Il confronto tra azienda e sindacati per mettere a punto i dettagli sull’utilizzo degli ammortizzatori sociali prosegue. L’ultimo incontro è avvenuto lo scorso 3 luglio a Roma (il prossimo è fissato per l’11). La cassa integrazione a rotazione sarà attivata per un anno nei confronti dei 490 dipendenti della sede di Vignale Riotorto, nel Livornese, dove gli esuberi previsti sono scesi da 160 a 130: “La riduzione media dell’orario annuale sarà pari al 60%, ciò significa che ciascun dipendente potrà restare in cassa intregrazione per non più di sette mesi”, spiega Fraddanni. Il ricorso ai contratti di solidarietà previsto nell’intesa dello scorso 14 giugno per 1.436 lavoratori nella rete di vendita invece slitterà: per il momento nei negozi c’è infatti bisogno di personale per far fronte alle ferie e ai lavori di riorganizzazione. Fraddanni definisce l’accordo “positivo” ma non risparmia critiche all’azienda: “I numeri presentati al tavolo sono spesso cambiati”. Sulla stessa lunghezza d’onda Sabina Bardi, responsabile Uiltucs dell’area livornese: “C’è sempre stata poca chiarezza. L’azienda vorrebbe poi far credere che a pagare per i conti in rosso degli anni passati siano stati anche i manager: non è vero, il peso è caduto sulle spalle dei lavoratori”.

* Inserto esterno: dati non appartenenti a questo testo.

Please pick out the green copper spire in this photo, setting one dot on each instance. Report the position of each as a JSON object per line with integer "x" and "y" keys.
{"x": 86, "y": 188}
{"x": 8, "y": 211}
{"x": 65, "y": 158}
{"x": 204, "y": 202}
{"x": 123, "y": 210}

L’azienda ha presentato nei giorni scorsi il bilancio consuntivo 2016 (“anno cruciale per la cooperativa”). L’azienda ricorda in una nota che grazie “all’intervento delle altre cooperative di consumo e di Coopfond, con la sottoscrizione di strumenti finanziari partecipativi” è stato possibile arrivare “al raddoppio del patrimonio” e a una “notevole riduzione dell’indebitamento”. La gestione commerciale sta migliorando: “La perdita è in riduzione del 10% rispetto all’anno precedente”. Il risultato gestionale prima delle poste straordinarie è di “meno 12 milioni” ma la perdita complessiva è pari a 38,7 milioni: il gruppo ha infatti “appostato un fondo gestione rischi molto consistente e si sono compresi nel bilancio 2016 gli oneri di ristrutturazione previsti nel prossimo triennio”. Il bilancio 2017 (dopo il passivo di 24 milioni del 2015 e quello di 30,9 del 2014) “sarà ancora di transizione” ma secondo l’azienda inizieranno a produrre risultati i cambiamenti messi in atto: “La riduzione dei costi del personale, la riduzione dei costi di gestione, gli interventi di miglioramento della gestione dei punti di vendita, gli interventi di ristrutturazione fatti e programmati per rilanciare negozi importanti del Lazio”. I primi mesi del 2017 risultano comunque “in linea con un preventivo che prevede il dimezzamento della perdita della gestione caratteristica, una sostanziale tenuta delle vendite e una consistente riduzione dei costi gestionali”.